The comparative response of tropical and temperate grasses to varying levels of nitrogen and phosphorus nutrition
JR Wilson and KP Haydock
Australian Journal of Agricultural Research
22(4) 573 - 587
Ten temperate and nine tropical grasses were compared in glasshouse trials in their response to a wide range of nitrogen and phosphorus nutrition. For all attributes there was a gradation in species response within the temperate and tropical groups; the means for the two groups were different although the spread of values showed some degree of overlap between the groups. In general, the temperate grasses had more tillers per plant and a lower top/root ratio than the tropical grasses. The tropical grasses grew better than the temperate grasses at low nutrient combinations but the reverse was true for the high nutrient combinations. The linear response to nitrogen of the tropical group of species was lower than that of the temperate group but was probably a consequence of the ability of the tropical grasses to grow at low nitrogen levels since the curvature in nitrogen response was similar for all species.

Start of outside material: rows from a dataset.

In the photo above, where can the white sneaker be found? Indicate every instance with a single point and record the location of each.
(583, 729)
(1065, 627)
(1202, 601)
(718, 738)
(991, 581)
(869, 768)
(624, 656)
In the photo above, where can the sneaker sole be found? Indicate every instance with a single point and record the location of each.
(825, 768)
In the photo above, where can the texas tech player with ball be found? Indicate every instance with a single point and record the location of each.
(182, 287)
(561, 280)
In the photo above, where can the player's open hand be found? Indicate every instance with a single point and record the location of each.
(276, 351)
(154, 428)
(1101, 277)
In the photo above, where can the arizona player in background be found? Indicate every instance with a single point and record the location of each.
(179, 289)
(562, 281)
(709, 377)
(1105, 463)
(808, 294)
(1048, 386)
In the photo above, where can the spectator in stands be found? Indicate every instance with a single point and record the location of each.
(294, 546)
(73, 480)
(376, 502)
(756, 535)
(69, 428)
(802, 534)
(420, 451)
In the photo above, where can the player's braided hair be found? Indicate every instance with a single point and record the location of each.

Within both groups of grasses, the proportional response to nitrogen increased with increase in the species potential for yield. The temperate grasses accumulated nitrogen and phosphorus to higher concentrations in the plant tops, and were higher in digestibility, than the tropical grasses. Nevertheless, the tropical grasses would appear to have the potential for higher quality forage than is generally produced in field situations.